Hacker Newsnew | past | comments | ask | show | jobs | submitlogin
"PSD is not my favorite file format" (code.google.com)
131 points by iamelgringo on April 23, 2009 | hide | past | favorite | 33 comments


// No, PSD is an abysmal format. Having worked on this code for several weeks now, my hate for PSD has grown to a raging fire that burns with the fierce passion of a million suns.

// Trying to get data out of a PSD file is like trying to find something in the attic of your eccentric old uncle who died in a freak freshwater shark attack on his 58th birthday... I am spending a lot of time imagining amusing fates for the people responsible for this Rube Goldberg of a file format.

Woah. This guy is a natural poet. If I were the computer, my loop might have skipped an iteration.


I love detailed comments that include prose and give me a view of the mindset of the developer who's code I'm working on. It can really help you relate to the person and their code, and make the work easier.

Although it could just be that... if someone takes the time to write a humorous comment, they probably give a shit enough to not leave slop all over the file.


The key to the jokes are to be very specific in your examples. Dave Barry talked about this.


Sounds to me like the product of many years of evolution with many developers working on it, and all that at a large company. Working at a large company myself, I see how these messed up pieces of code / specifications come into being every day.


Exactly. What version of Photoshop dear HN reader was your first? Think about all the features that have been added since then and how hard it must be to maintain even a modicum of backwards compatibility.


Another thing to consider: a file format as popular as PSD probably had a great deal of interest from competitors. Sometimes file formats get obfuscated simply for the purpose of breaking the other guys' import filters.
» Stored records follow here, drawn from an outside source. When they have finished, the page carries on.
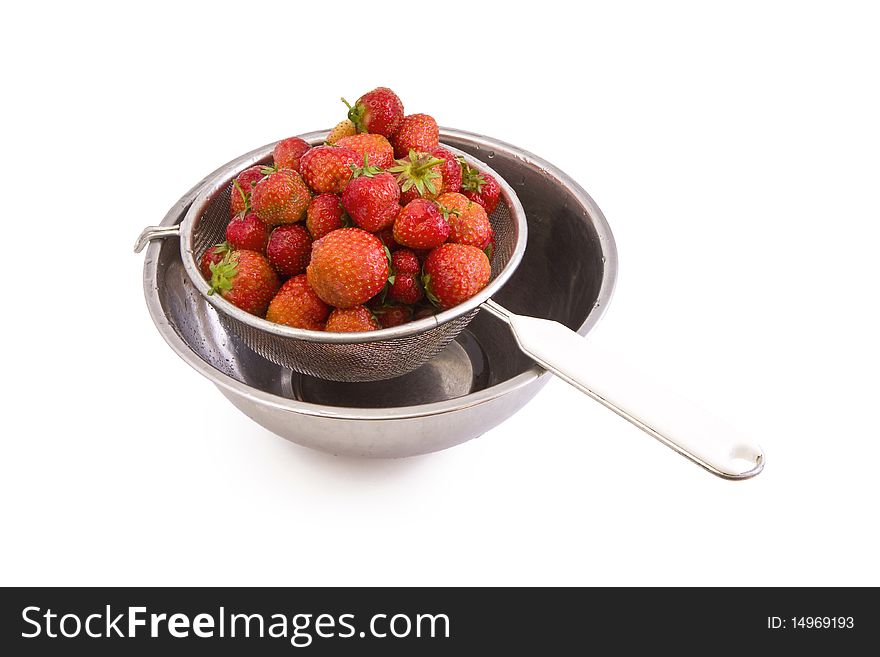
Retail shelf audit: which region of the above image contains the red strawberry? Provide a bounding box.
[391,114,440,157]
[413,306,437,322]
[422,244,492,309]
[480,231,495,262]
[229,164,264,217]
[306,228,389,308]
[460,163,501,214]
[394,198,449,249]
[388,274,425,303]
[336,133,394,169]
[437,192,493,250]
[429,146,461,194]
[299,146,363,194]
[324,306,382,333]
[272,137,311,171]
[376,226,400,252]
[226,212,269,253]
[266,274,330,331]
[266,224,312,278]
[199,242,231,282]
[380,249,425,304]
[391,249,422,276]
[251,169,312,226]
[342,87,403,137]
[371,304,412,328]
[388,151,444,205]
[208,251,279,317]
[342,167,400,233]
[324,119,357,146]
[306,194,347,240]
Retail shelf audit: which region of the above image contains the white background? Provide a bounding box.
[0,0,880,585]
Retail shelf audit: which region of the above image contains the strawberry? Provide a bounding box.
[266,274,330,331]
[342,163,400,233]
[226,212,269,253]
[388,151,444,205]
[266,224,312,278]
[394,198,449,249]
[324,119,357,146]
[371,304,413,328]
[388,274,425,303]
[380,249,425,304]
[299,146,363,194]
[413,306,437,322]
[229,164,263,217]
[391,114,440,157]
[376,226,400,253]
[428,146,461,194]
[306,228,389,308]
[422,244,492,310]
[272,137,311,172]
[391,249,422,276]
[437,192,493,250]
[199,242,231,282]
[453,162,501,214]
[208,251,279,317]
[251,168,312,226]
[306,194,348,240]
[342,87,403,138]
[336,133,394,169]
[324,305,382,333]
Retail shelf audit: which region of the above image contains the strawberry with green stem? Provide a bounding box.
[306,194,351,240]
[324,119,357,146]
[342,155,400,233]
[251,167,312,226]
[226,212,269,253]
[394,198,449,249]
[306,228,390,308]
[422,244,492,310]
[458,158,501,214]
[388,249,425,304]
[324,305,382,333]
[342,87,403,138]
[437,192,494,250]
[388,151,445,205]
[391,114,440,157]
[336,133,394,169]
[272,137,311,172]
[208,251,279,317]
[266,224,312,278]
[199,242,232,283]
[266,274,331,331]
[229,164,264,217]
[429,146,461,194]
[299,146,361,194]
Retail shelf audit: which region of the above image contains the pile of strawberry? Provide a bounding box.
[200,87,501,332]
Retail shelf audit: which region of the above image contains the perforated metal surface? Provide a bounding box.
[181,137,526,382]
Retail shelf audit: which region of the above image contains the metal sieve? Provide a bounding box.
[134,132,527,383]
[135,132,764,480]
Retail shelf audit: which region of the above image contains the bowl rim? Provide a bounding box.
[143,127,618,421]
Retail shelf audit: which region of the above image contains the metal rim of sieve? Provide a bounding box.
[180,130,528,344]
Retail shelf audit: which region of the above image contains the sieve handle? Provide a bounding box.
[482,300,764,479]
[134,224,180,253]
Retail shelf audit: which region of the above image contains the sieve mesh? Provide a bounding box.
[181,141,525,382]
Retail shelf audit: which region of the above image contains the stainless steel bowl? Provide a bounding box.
[144,129,617,457]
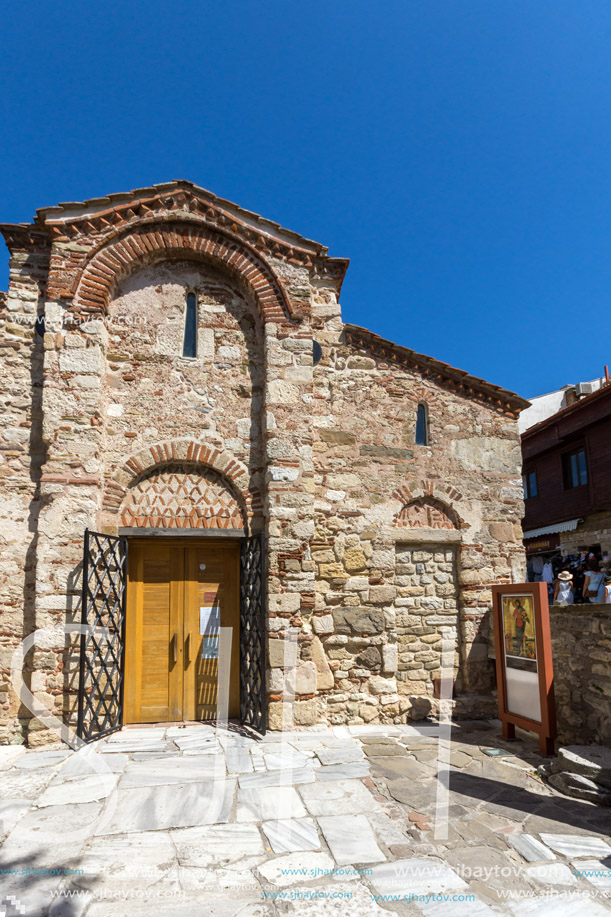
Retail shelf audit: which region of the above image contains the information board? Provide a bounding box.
[492,583,556,754]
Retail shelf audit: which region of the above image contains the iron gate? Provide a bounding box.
[77,529,127,742]
[240,533,267,735]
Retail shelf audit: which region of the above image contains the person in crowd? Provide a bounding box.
[553,570,575,605]
[583,555,605,603]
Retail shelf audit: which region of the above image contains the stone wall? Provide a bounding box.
[0,245,48,742]
[312,293,525,723]
[0,183,524,744]
[550,605,611,746]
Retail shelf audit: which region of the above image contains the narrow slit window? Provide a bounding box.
[182,293,197,357]
[416,404,429,446]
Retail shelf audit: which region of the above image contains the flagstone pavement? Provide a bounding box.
[0,721,611,917]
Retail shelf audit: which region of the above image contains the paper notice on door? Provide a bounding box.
[202,637,219,659]
[199,605,221,636]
I've seen this behavior in the file format of an extremely popular application. IIRC, in one section, there were magic bytes that told you the alignment of other blocks that told you how to look up the version of the algorithms that you were supposed to use to unpack the binary data blobs that held resource data. By jiggling around the various forms of indirection, it was possible to make the file formats nigh indecipherable from version to version, while still maintaining backwards compatibility.

Naturally, the parsing code was a total nightmare.


The same thing happens at smaller companies whose codebase has been around for years, too. (Now, imagine if that language had monkeypatching...)

Fixing things like that involves quite a bit of both time and suffering, particularly without good test infrastructures.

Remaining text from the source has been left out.